The body weight changes of mice are presented in Figure 1(a). The body weight of the HFD group continuously increased from 15 to 18 weeks (48.40 to 51.30 g). However, the body weight of the EM 20 (47.70 to 46.20 g) and EM 50 (47.50 to 41.30 g) groups was statistically reduced more than the HFD group.

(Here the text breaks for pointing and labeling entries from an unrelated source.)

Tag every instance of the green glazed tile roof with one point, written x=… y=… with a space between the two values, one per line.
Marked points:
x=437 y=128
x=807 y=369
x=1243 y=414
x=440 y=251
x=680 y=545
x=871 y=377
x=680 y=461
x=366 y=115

IPGTT was conducted at 0, 15, 30, 60, 90, and 120 min (Figures 1(b) and 1(c)). Before the injection of glucose, the HFD group (228.57 mg/dL) showed a hyperglycemic state compared to the NC group (130.29 mg/dL), and the EM 20 and 50 groups measured 195.71 and 157.86 mg/dL, respectively. The NC and HFD groups showed the highest glucose level at 15 min (228.57 and 511.57 mg/dL, respectively), and the EM 20 and EM 50 groups showed the highest glucose levels at 30 min (426.29 and 417.00 mg/dL). The area under the curve (AUC) of the EM 20 and EM 50 groups (40563.22 and 37505.48 dL/mLmin) was reduced more than that of the HFD group (45238.93 dL/mLmin).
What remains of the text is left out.